The allocations from BEIS were accompanied by a detailed release from UKRI giving further granularity to their budgets for the coming year. UKRI’s document has shown that compared to the last financial year, their overall budget has decreased by £400m, roughly 5%. The majority of this decrease can be attributed to the cuts to Official Development Assistance (ODA) funding passed down to BEIS and UKRI, which amounts to a £284m reduction when compared to last year. The allocations of ODA and the effects on the distribution of the remaining ODA funding between councils will affect each research council differently depending on the proportion of their previous budgets that were supported by ODA funding.

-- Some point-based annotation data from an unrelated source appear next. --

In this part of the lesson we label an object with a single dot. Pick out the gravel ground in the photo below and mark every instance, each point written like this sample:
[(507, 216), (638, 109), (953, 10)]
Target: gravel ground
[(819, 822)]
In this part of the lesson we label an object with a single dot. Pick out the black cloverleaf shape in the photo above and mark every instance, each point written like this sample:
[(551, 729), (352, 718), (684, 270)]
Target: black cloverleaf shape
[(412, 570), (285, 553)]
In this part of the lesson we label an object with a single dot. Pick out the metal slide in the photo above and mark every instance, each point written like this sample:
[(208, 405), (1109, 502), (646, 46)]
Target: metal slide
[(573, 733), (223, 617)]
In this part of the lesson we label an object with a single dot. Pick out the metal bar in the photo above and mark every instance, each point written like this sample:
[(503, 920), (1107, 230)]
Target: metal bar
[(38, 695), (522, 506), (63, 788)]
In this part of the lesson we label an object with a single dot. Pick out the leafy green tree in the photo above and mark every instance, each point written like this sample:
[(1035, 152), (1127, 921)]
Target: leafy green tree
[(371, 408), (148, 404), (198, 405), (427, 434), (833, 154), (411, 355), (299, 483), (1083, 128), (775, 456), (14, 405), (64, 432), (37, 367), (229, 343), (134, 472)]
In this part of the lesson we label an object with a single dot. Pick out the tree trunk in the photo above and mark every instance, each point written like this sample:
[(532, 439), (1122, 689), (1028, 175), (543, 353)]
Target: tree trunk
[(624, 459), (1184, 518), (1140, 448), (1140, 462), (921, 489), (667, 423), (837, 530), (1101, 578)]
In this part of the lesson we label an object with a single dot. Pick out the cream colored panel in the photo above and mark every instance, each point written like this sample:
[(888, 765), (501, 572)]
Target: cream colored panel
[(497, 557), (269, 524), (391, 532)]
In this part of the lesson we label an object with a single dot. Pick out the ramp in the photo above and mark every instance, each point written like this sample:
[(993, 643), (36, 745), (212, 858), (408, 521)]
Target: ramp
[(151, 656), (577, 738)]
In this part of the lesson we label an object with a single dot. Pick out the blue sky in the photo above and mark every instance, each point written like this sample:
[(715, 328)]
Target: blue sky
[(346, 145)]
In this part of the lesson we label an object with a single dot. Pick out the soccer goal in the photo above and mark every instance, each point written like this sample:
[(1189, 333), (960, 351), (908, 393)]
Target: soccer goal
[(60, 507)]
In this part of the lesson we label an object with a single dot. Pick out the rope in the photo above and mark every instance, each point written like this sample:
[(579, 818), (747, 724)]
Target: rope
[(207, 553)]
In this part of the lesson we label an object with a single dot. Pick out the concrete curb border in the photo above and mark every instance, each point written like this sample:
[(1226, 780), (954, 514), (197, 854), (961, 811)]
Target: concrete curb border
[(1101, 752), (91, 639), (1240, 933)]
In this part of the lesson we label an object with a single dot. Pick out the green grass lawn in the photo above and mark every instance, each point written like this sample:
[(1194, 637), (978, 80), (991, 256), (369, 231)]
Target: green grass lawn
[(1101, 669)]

Despite this overall decrease, UKRI has been able to provide an increase in excess of inflation to core research and innovation budgets for research councils. Small decreases to infrastructure investment (£1m from last year) and strategic programmes (£15m from last year) make up the rest of the differences between this year’s and last year’s UKRI budgets. In their budget explainer, UKRI have planned for expenditure greater than their current budget limit to mitigate the risks of underspending and to ensure best use of available funding, particularly with a higher number of commitments as a result of the pandemic. Between the seven Research Councils and Research England, they have seen an average increase of 11% to their core research and innovation budgets, although these figures will likely decrease slightly to fit with UKRI’s budgetary constraints.

What else did we learn?

The publication of BEIS’ budgets revealed a small settlement to support early-career researchers who are financially supported by charities. However, the £15m from BEIS complemented by £5m from DHSC is not nearly at the scale required to appropriately support the losses that research charities have experienced through the pandemic. CaSE has fully supported the introduction of a Life Sciences Charity Partnership Fund which could help to protect the vital research supported and undertaken by medical research charities. The settlement announced today represents less than 10% of the losses that the medical research charity sector have suffered over the last year and significantly less than the proposals for the Partnership Fund. Without Government support, much of the cutting edge research supported by charities will be lost. In most cases, medical research charities support research that otherwise would not take place, and the loss of this capability would not only be damaging for UK research but more importantly for patient outcomes and advances in treatments. Once it is lost the capability will like not return, or take many years to rebuild.

It is of vital importance that throughout the Government’s drive to increase the UK’s research intensity, the importance of supporting the breadth of research and innovation are not lost behind the headlines. As we have seen in the past couple of months with cuts to ODA research funding, although equivalent to 0.02% of the UK’s total public research budget, these decisions can have catastrophic consequences for individual research programmes, the UK’s reputation and ultimately outcomes for some of the poorest people across the world. Similarly, losing the UK’s world-leading and cutting-edge medical research charity sector is a significant risk. Science, research and innovation is not a commodity that can be bought and sold but is an ecosystem that needs consistent support in order to grow. This is why it is so important that the UK Government gives the backing to those in the positions to enact genuine and positive change for UK science and engineering.